Power Levels and Reserve Mode
Good news is that Apple has firmed up itself contrary to reports that heavy usage of the watch will give you just about 2 hours of battery life. Apple Watch should now be up for up to 5 hours even under heavy usage of the device applications. And, for an average user, your battery life will run for a day. The only problem is that you will still need to recharge the battery every night as it will not last for the second full day.
There is also feature called “Power Reserve Mode” that can now be enabled when it is fully charged so that the device uses minimal power. It is not solely activated when the device’s battery life is at a certain level. The feature once switch one dims the display screen, slows the device’s communication with your iPhone and puts the screen display to sleep after two seconds of inactivity.
The fitness app is the most power thirsty of all and maintaining the battery life is going to be a painful experience. Under severe tests, with heart rate sensor the battery will last only for 6.5-7 hours and if you take phone calls, it is just about 3 hours. However, if you are happy using the Watch as a simple timepiece it will last you two days!
Another drawback with the battery, we are told by most testers, is the device takes four to five hours to fully charge up to 100% from 0% through the MagSafe charger. And, unlike the iPhone, the Watch does not show a popup the level of battery life left.
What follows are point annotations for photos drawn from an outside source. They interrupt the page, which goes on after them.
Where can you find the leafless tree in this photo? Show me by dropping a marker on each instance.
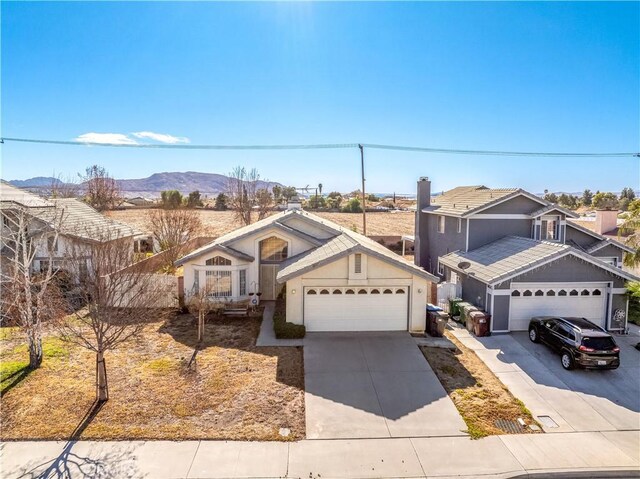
(242, 187)
(264, 202)
(120, 298)
(200, 303)
(28, 296)
(171, 229)
(101, 190)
Instead, when there is 20% life left, the Battery Life glance turns orange/amber as a sort of alert for the user. And when it is at 10%, it becomes red. The good side is that your iPhone’s battery will not suffer much due to connection with the Watch.
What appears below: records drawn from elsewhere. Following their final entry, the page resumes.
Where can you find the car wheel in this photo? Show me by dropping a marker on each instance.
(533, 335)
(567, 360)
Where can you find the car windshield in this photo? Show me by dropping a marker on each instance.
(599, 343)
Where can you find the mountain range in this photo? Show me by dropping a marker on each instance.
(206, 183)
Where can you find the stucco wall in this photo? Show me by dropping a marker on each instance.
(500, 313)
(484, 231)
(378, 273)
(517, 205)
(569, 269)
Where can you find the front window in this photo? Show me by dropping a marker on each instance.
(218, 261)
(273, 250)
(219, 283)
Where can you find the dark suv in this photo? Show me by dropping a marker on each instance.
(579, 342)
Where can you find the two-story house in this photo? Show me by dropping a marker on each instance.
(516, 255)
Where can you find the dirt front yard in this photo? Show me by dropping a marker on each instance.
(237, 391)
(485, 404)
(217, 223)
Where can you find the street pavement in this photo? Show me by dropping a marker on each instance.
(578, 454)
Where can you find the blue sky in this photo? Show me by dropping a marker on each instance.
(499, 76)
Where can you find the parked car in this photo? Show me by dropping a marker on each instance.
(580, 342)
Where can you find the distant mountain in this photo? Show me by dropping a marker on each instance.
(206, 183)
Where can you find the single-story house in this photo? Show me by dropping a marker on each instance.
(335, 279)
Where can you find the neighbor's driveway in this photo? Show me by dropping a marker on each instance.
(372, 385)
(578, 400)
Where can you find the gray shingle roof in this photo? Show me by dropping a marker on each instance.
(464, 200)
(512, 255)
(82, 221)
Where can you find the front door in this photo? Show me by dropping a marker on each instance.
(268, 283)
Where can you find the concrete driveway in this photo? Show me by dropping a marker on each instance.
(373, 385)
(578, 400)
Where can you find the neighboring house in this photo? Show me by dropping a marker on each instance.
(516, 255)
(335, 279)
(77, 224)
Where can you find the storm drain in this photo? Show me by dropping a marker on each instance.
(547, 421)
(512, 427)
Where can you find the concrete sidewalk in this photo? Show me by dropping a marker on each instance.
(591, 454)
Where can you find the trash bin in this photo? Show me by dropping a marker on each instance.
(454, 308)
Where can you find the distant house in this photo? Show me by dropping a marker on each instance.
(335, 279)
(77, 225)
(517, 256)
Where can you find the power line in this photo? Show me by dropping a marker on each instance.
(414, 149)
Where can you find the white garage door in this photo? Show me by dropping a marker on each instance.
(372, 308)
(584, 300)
Powering Off, Force Quitting and Settings
There were lots of people asking whether they will be able to turn off the Apple Watch as it was suppose to come without a dedicated power button. And it did come as feared and we all saw it. However, the rumor that you will not be able to shut it down is totally wrong. You can simply turn it off by keeping on a long press at the “communication button” which is on the right side of the Watch. When you pressure tab this, a confirmation slider just like the one in iPhone, iPad and iPod comes up and you just have to swipe it to turn off the device. You can also do a Force Quit on some an unstable application by going to the shut down screen and then immediately press the button on the right side.
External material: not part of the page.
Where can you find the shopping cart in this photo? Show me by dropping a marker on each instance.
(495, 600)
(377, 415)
The device also includes a Settings app through which you can do manual power saving of your device. You can turn off the Bluetooth or simply put it in an Airplane Mode when you know you need to save the battery for later use. However, there is no Wi-Fi settings panel and this is probably going to be an issue in the long run. Oddly enough, you will need to use the WiFi setting from your iPhone.
Battery is Replaceable
The only good news to cheer about the battery life is that it has a lifecycle of three years and it is replaceable. Despite this assurance along with a promise of 18 hours non-stop usage, the device is not going to work as a replacement for your iPhone (anyway you are going to need the iPhone to fully utilize the power and features of the Watch).